Bij de JA-181M zender zijn twee typen magneten in de set mogelijk. De standaardmagneet in een kunststof behuizing (A) en een ringmagneet (B) voor gebruik bij tekort aan ruimte voor de montage, eventueel voor het inboren in deurvleugel of raam. De correcte plaatsing van beide magneten staat afgebeeld op de volgende afbeeldingen, evenals de detectieafstanden (in millimeters) bij afstandvergroting van de magneet over drie bewegingsassen.
Installatie stap voor stap
1. Open het scherm van de detector (door op de klikklem te drukken)
2. Schroef het kunststof achterwandje vast op het vaste deel van deur (raam)
3. Schroef de magneet vast op het bewegende deel, de afstand ervan van de detector mag bij gesloten deur max. 5mm zijn, de onderrand van het plastic etui van de magneet moet op de onderrand van het detectorscherm aansluiten (magneet kan van links of rechts gemonteerd worden)
4. Laat de batterij losgekoppeld en het scherm open.
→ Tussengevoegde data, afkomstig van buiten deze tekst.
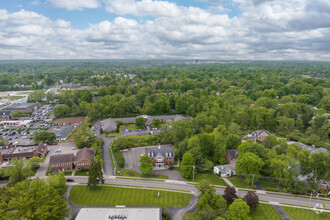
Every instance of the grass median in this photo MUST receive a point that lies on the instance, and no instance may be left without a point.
(112, 196)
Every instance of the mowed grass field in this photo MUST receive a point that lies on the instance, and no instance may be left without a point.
(112, 196)
(265, 211)
(300, 214)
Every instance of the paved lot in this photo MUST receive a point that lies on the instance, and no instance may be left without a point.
(65, 149)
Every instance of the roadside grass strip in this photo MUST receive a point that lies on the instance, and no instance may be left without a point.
(298, 196)
(112, 196)
(300, 214)
(238, 182)
(137, 178)
(265, 211)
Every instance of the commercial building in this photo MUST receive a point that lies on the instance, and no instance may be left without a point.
(22, 107)
(9, 153)
(120, 213)
(161, 155)
(69, 162)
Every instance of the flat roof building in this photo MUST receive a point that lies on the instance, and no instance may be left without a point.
(120, 213)
(22, 107)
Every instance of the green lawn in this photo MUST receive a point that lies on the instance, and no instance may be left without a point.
(299, 214)
(210, 178)
(238, 182)
(81, 173)
(266, 183)
(112, 196)
(265, 211)
(67, 173)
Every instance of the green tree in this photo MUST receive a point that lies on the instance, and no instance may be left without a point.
(238, 210)
(270, 141)
(146, 164)
(19, 170)
(140, 122)
(95, 174)
(44, 136)
(249, 163)
(233, 141)
(35, 200)
(186, 165)
(155, 123)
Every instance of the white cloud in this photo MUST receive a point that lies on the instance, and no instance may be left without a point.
(296, 29)
(75, 4)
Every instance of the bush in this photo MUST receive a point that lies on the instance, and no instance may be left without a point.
(273, 189)
(120, 159)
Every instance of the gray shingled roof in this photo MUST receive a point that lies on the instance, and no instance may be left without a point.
(160, 150)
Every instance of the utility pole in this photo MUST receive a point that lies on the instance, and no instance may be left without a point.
(193, 173)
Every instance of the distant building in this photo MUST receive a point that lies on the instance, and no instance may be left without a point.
(120, 213)
(258, 135)
(224, 170)
(69, 162)
(161, 155)
(30, 107)
(9, 153)
(70, 86)
(110, 125)
(5, 115)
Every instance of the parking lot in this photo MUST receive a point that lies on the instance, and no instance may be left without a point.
(64, 148)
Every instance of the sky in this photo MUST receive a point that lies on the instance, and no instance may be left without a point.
(159, 29)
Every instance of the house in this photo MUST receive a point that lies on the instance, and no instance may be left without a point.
(27, 107)
(120, 213)
(69, 162)
(109, 125)
(161, 155)
(41, 150)
(224, 170)
(231, 157)
(70, 86)
(63, 132)
(258, 135)
(83, 158)
(5, 115)
(61, 162)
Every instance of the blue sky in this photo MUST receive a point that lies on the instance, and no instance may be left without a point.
(165, 29)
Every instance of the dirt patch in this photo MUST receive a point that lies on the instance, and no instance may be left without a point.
(72, 120)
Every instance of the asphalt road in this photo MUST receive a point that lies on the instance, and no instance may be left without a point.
(180, 185)
(108, 169)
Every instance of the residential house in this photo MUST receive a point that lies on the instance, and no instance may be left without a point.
(41, 150)
(69, 162)
(258, 135)
(224, 170)
(5, 115)
(161, 155)
(231, 157)
(83, 158)
(61, 162)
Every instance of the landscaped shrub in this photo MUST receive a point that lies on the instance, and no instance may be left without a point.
(276, 189)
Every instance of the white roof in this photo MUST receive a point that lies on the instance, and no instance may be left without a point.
(120, 213)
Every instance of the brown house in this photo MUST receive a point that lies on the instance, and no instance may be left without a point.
(83, 158)
(61, 162)
(161, 155)
(69, 162)
(231, 157)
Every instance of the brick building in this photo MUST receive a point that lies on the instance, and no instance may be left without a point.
(69, 162)
(161, 155)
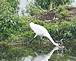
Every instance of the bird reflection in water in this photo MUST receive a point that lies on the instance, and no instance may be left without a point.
(44, 57)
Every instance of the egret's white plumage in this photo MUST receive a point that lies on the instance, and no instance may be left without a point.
(41, 31)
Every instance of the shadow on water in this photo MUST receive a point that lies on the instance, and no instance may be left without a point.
(38, 53)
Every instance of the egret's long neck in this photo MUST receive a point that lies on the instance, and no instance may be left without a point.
(50, 54)
(50, 38)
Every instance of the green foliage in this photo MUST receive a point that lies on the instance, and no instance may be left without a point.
(63, 12)
(34, 10)
(45, 4)
(8, 19)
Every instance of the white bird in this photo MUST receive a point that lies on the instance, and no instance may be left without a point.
(41, 31)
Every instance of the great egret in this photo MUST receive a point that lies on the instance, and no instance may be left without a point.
(41, 31)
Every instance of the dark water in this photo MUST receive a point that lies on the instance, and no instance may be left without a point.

Ga door volgens de installatiehandleiding van de centrale (ontvanger). Basisstappen:
• Schakel de centrale in de service en schakel met de toets 1 de leermodus in
• Sluit de batterij in de detector aan – daarmee leert deze
• De leermodus met de # toets beëindigen
Om aan de norm CSN-EN 50131-2-2 te voldoen moet de invalklem van het scherm door het meegeleverde schroefje vergrendeld zijn.
Als u de detector in de ontvanger leert nadat de batterij al aangesloten was, als eerst deze loskoppelen, dan het schermcontact indrukken en loslaten (de restenergie wordt opgebruikt) en dan pas de leermodus uitvoeren.
Instelschakelaars
Schakelaar 1: MG ON / MG OFF maakt het mogelijk de interne magneetsensor in de detector uit te schakelen (OFF = sensor uit). Het wordt gebruikt in het geval, wanneer alleen de activering van de externe opnemer gemeld moet worden (aangesloten op de aansluitklem).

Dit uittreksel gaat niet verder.